Aditya Telang

Dr. Aditya Telang

Email id: aditya[dot]telang@mavs[dot]uta[dot]edu

Graduation Year: August 2011

Dissertation:

PhD Thesis:

A HOLISTIC, SIMILARITY-BASED APPROACH FOR PERSONALIZED RANKING IN WEB DATABASES

Abstract

With the advent of the Web, the notion of information retrieval has acquired a completely new connotation and currently encompasses several disciplines ranging from traditional forms of text and data retrieval in unstructured and structured repositories to retrieval of static and dynamic information from the contents of the surface and deep Web. From the point of view of the end user, a common thread that binds all these areas is to support appropriate alternatives for allowing users to specify their intent (i.e., the user input) and displaying the resulting output ranked in an order relevant to the users.

In the context of specifying an user’s intent, the paradigms of querying as well as searching have served well, as the staple mechanisms in the process of information retrieval over structured and unstructured repositories. Processing queries over known, structured repositories (e.g., traditional and Web databases) has been well-understood, and search has become ubiquitous when it comes to unstructured repositories (e.g., document collections and the surface Web). Furthermore, searching structured repositories has also been explored to a limited extent. However, there is not much work in querying unstructured sources which, we believe is the next step in performing focused retrievals.

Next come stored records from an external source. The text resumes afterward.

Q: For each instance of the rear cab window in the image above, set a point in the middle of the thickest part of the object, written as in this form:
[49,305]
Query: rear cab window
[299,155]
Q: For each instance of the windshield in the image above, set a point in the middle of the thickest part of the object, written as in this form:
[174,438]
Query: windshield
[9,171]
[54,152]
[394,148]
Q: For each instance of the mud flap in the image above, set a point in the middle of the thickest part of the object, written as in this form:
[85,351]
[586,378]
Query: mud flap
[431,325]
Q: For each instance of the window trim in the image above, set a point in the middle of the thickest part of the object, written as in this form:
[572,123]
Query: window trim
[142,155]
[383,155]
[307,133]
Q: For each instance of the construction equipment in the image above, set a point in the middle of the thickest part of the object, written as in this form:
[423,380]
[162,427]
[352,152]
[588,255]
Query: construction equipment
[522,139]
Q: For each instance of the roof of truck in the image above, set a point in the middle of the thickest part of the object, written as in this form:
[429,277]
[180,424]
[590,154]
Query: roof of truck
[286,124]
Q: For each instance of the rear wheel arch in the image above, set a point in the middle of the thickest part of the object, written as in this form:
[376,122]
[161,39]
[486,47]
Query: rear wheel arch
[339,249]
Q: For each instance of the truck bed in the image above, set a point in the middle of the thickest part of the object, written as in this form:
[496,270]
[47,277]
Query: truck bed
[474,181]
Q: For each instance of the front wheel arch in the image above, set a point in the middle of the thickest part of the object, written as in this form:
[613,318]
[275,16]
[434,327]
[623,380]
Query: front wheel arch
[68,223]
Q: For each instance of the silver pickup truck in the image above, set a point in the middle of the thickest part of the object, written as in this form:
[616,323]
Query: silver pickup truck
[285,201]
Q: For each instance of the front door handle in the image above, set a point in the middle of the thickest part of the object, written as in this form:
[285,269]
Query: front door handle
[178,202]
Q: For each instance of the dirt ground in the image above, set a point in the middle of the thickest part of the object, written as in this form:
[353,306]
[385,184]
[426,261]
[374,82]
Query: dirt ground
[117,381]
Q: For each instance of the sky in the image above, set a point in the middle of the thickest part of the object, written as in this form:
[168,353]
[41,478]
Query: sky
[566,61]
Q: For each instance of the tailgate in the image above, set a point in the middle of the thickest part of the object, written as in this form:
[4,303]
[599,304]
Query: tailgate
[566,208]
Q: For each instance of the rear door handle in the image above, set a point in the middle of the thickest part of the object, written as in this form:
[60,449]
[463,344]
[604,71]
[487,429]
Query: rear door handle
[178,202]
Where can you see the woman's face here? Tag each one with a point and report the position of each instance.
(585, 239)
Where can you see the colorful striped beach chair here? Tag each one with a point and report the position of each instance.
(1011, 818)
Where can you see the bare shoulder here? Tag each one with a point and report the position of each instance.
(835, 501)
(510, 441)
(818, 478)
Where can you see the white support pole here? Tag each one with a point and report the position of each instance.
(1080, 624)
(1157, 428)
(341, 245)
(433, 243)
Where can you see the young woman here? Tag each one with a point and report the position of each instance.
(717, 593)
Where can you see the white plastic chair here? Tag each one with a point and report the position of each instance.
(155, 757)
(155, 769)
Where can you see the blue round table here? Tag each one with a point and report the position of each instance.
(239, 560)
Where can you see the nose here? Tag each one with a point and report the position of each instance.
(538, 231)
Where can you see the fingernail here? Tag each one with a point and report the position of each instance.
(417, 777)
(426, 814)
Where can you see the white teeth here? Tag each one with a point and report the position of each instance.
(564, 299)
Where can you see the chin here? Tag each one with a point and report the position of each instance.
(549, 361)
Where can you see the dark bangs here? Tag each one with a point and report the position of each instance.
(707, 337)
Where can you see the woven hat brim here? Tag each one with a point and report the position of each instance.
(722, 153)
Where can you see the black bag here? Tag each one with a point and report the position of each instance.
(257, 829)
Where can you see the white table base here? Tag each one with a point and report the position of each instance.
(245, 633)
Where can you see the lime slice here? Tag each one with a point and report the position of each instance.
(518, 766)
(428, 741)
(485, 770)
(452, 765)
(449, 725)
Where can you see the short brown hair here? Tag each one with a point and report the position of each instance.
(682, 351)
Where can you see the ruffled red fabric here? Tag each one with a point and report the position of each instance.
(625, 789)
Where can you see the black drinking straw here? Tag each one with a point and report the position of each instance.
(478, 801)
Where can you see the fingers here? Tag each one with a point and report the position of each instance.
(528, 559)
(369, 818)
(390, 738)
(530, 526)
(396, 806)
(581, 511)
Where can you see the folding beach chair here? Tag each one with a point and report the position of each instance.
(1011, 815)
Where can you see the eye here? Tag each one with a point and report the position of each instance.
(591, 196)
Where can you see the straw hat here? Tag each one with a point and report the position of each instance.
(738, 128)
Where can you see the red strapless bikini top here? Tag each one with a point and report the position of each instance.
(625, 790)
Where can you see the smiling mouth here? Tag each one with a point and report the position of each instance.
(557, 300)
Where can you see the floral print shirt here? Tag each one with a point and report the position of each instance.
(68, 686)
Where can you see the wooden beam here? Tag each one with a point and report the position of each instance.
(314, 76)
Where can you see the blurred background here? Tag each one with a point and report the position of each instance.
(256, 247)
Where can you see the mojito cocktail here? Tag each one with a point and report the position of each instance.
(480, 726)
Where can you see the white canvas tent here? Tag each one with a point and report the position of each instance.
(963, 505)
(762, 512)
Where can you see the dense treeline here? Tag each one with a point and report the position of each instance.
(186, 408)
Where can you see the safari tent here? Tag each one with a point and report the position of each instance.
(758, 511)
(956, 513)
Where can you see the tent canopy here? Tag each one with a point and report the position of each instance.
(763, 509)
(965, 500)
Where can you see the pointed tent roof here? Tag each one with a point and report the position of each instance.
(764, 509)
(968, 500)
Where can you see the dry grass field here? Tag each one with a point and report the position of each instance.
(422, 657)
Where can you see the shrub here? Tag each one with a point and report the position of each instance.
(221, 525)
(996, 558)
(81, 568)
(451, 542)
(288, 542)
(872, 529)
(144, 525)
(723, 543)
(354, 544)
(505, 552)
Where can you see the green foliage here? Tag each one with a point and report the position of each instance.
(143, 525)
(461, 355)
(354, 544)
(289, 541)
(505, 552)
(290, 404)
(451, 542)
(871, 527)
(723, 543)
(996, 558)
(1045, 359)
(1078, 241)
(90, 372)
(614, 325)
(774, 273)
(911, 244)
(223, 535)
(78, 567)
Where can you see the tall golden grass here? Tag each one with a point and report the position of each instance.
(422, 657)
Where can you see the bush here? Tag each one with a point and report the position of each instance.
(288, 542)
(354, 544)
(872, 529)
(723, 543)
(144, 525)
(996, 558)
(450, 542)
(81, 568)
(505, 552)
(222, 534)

Correspondingly, one of the contributions of this dissertation is a novel semantic guided approach, termed Query-By-Keywords (or QBK), to generate queries from search like inputs for unstructured repositories. Instead of burdening the user with schema details, this approach utilizes pre-discovered semantic information in the form of taxonomies, relationship of keywords based on context, and attribute & operator compatibility amongst Web sources, to generate query skeletons that are subsequently transformed into queries. Additionally, progressive feedback from users is used to further improve the accuracy of these query skeletons. The overall focus thus, is to propose an alternative paradigm for the generation of queries on unstructured repositories using as little information from the user as possible.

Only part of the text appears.